Fossilized blood-feeding bugs have been discovered in early Cretaceous sediments in China. That means at least one lineage of bloodsuckers was around 30 million years earlier than we thought. They may have even fed from dinosaurs. According to the study published in Current Biology this week, the fossils represent two new species, and they’re the earliest evidence of blood-feeding “true bugs.”
True bugs (order Hemiptera) have a mouthpart designed for sucking fluids, called the proboscis. But unlike proboscis-wielding butterflies or honeybees, true bugs can’t roll up their mouthparts. Modern true bugs include nasty bed bugs. As annoying and ubiquitous as they seem, blood-feeders (also called hematophages) are relatively uncommon among modern insects. They’re mostly found in just four orders: lice, fleas, true flies (including mosquitoes), and true bugs. The latter three have been documented prior to the Cenozoic.
It’s been hard to tell hematophages apart from their non-blood-feeding relatives in the patchy insect fossil record. Until now, only one hematophagous true bug, Quasicimex eilapinastes, has been described, from mid-Cretaceous amber in Myanmar, about 100 million years ago.
Working in the early Cretaceous Yixian Formation of Northeastern China, a team led by Yunzhi Yao and Dong Ren of Capital Normal University in Beijing studied nearly 400 insects. In seven true bug specimens, they looked specifically for geochemical signals of iron, which indicates blood meals. By combining those findings with results with morphological and taphonomic (fossilization) data, the team placed three of the bloodsuckers into two new genera within a new family, Torirostratidae.
The other fossilized true bugs belonged to phytophagous (plant eating) families or predaceous families, which include assassin bugs who would liquefy the insides of their prey, before drinking them. Their iron concentrations were much lower.
They named one of the new true bugs Flexicorpus acutirostratus.
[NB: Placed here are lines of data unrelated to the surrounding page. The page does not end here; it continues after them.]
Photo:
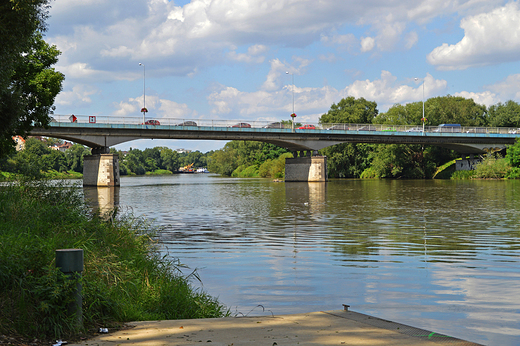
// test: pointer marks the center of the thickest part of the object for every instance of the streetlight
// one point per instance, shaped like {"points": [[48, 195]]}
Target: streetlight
{"points": [[144, 110], [423, 118], [293, 115]]}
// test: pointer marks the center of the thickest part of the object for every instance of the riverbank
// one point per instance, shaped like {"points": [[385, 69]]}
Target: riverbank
{"points": [[125, 279], [316, 328]]}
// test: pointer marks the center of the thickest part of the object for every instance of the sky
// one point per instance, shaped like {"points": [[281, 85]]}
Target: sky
{"points": [[248, 60]]}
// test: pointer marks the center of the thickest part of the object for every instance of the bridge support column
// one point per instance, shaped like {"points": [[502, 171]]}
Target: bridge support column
{"points": [[306, 168], [466, 164], [101, 170]]}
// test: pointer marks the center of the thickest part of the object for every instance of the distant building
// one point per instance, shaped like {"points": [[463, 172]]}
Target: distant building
{"points": [[20, 143]]}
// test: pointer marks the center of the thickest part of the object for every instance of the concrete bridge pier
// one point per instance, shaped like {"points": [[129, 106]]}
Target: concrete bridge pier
{"points": [[308, 167], [101, 168]]}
That’s Latin “flexi” for “soft” and “corpus” for “body.” The species name is taken from Latin “acuti” for “sharp” and “rostratus” for “beaked.” It's less than 10 millimeters long, and here are some cool pictures:
They’re naming the other one, which is over 12 millimeters long, Torirostratus pilosus. That’s Latin “torosus” for “bulges” and “rostratus” for “beaked” (again). The species name is comes from Latin “pilosus,” which refers to its dense setae (stiff bristles).
One of the bugs appears to have died immediately following a blood meal, which may have been taken from a mammal, bird, or dinosaur, though the researchers can’t be sure. (Insert Jurassic Park joke here, bonus points for True Blood.)